Berlin (dpa) - Der nordrhein-westfälische Ministerpräsident Armin Laschet rechnet nicht mit der Einführung einer CO2-Steuer zum Klimaschutz noch in dieser Legislaturperiode.

«Wir brauchen marktwirtschaftliche Lösungen auch, um die Klimaschutzziele zu erreichen», sagte der stellvertretende CDU-Bundesvorsitzende vor Sitzungen der Parteispitze in Berlin. Wer mehr CO2 ausstoße, müsse dafür auch bezahlen. Bisher gebe es hier aber kein ausgewogenes Modell. «Ob das in dieser Wahlperiode möglich sein wird, glaube ich nicht», da es an anderer Seite Steuerentlastungen geben müsse. Die Einführung einer CO2-Steuer müsse aufkommensneutral sein.

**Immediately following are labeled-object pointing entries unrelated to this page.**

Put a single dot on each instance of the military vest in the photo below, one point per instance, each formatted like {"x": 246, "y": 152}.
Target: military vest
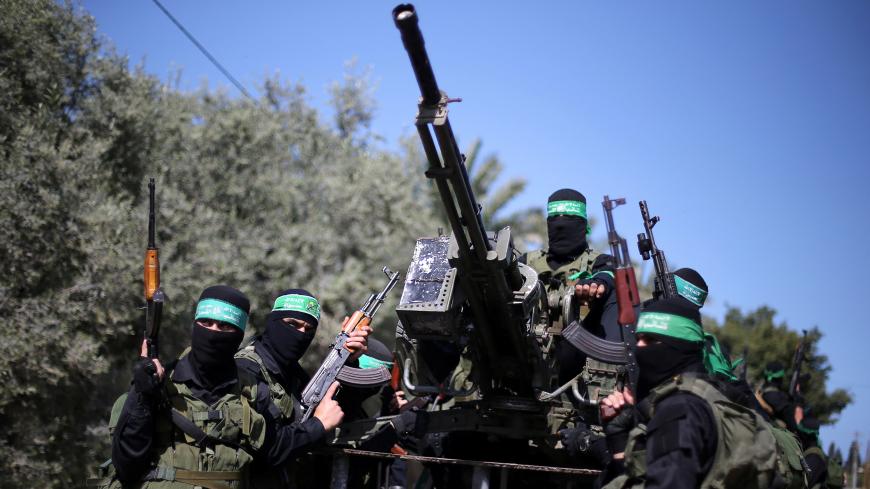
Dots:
{"x": 282, "y": 409}
{"x": 836, "y": 474}
{"x": 205, "y": 446}
{"x": 282, "y": 401}
{"x": 750, "y": 453}
{"x": 558, "y": 282}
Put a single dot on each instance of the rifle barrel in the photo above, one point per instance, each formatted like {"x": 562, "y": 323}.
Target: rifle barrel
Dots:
{"x": 406, "y": 20}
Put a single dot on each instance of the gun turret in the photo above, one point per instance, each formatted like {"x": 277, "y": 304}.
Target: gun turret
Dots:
{"x": 497, "y": 295}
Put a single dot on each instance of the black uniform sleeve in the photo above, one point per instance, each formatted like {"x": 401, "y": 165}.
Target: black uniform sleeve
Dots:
{"x": 283, "y": 441}
{"x": 133, "y": 438}
{"x": 681, "y": 443}
{"x": 818, "y": 470}
{"x": 603, "y": 317}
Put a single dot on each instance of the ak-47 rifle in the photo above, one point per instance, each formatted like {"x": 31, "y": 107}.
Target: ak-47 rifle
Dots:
{"x": 333, "y": 367}
{"x": 665, "y": 286}
{"x": 153, "y": 293}
{"x": 796, "y": 363}
{"x": 627, "y": 296}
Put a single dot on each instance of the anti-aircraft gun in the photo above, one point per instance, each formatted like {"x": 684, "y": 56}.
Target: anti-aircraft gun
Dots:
{"x": 469, "y": 287}
{"x": 470, "y": 294}
{"x": 469, "y": 298}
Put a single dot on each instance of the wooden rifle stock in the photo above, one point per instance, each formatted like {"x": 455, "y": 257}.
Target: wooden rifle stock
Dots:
{"x": 626, "y": 295}
{"x": 153, "y": 293}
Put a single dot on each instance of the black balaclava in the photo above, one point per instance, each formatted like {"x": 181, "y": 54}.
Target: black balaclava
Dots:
{"x": 284, "y": 341}
{"x": 211, "y": 352}
{"x": 691, "y": 287}
{"x": 808, "y": 431}
{"x": 566, "y": 226}
{"x": 661, "y": 360}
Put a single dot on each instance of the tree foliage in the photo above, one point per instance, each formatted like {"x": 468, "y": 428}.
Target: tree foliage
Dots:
{"x": 766, "y": 341}
{"x": 259, "y": 194}
{"x": 527, "y": 224}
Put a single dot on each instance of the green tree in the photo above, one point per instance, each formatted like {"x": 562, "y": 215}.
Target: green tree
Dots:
{"x": 767, "y": 341}
{"x": 258, "y": 194}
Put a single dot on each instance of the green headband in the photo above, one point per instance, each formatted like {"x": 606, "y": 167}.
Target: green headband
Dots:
{"x": 221, "y": 311}
{"x": 691, "y": 292}
{"x": 566, "y": 208}
{"x": 366, "y": 361}
{"x": 569, "y": 208}
{"x": 299, "y": 303}
{"x": 664, "y": 324}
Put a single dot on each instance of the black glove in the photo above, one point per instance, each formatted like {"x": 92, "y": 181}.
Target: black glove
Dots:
{"x": 617, "y": 431}
{"x": 576, "y": 440}
{"x": 145, "y": 380}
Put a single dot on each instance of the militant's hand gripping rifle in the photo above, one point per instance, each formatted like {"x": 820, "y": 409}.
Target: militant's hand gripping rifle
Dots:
{"x": 333, "y": 367}
{"x": 665, "y": 287}
{"x": 796, "y": 364}
{"x": 495, "y": 294}
{"x": 153, "y": 293}
{"x": 627, "y": 296}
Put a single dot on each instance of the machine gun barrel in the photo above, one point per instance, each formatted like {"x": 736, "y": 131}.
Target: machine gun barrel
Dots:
{"x": 406, "y": 20}
{"x": 796, "y": 364}
{"x": 488, "y": 272}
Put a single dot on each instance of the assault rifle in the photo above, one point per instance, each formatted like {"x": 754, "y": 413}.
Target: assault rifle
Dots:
{"x": 627, "y": 296}
{"x": 796, "y": 363}
{"x": 333, "y": 367}
{"x": 153, "y": 293}
{"x": 665, "y": 286}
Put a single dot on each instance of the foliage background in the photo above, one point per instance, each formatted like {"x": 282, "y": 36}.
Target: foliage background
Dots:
{"x": 261, "y": 194}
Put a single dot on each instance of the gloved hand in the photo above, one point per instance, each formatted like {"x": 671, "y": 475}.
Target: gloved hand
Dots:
{"x": 582, "y": 440}
{"x": 589, "y": 290}
{"x": 576, "y": 440}
{"x": 145, "y": 379}
{"x": 617, "y": 431}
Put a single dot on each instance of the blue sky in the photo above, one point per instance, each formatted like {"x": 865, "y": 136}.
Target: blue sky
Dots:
{"x": 745, "y": 125}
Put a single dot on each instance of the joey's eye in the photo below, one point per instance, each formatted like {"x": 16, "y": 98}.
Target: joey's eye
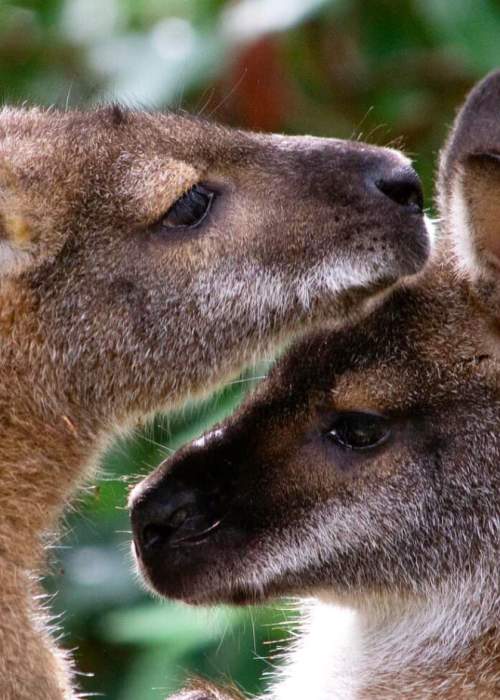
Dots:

Die CDU-Spitze wollte vormittags unter anderem über die Themen Klimawandel, Mobilität und die Zukunft der Autoindustrie beraten. Konkrete Beschlüsse wurden aber nicht erwartet. Die Debatte über einen CO2-Preis für mehr Klimaschutz hatte kürzlich Fahrt aufgenommen. Ein solcher CO2-Preis, ob als Steuer, Abgabe oder Emissionshandel, soll den Ausstoß von Treibhausgasen verteuern und damit klimafreundliche Technologien fördern. Die Bundesregierung lässt derzeit verschiedene Konzepte juristisch und auf ihre Wirkung hin von Experten prüfen. Der Plan für eine CO2-Abgabe soll im Juli im Klimakabinett der Bundesregierung diskutiert werden.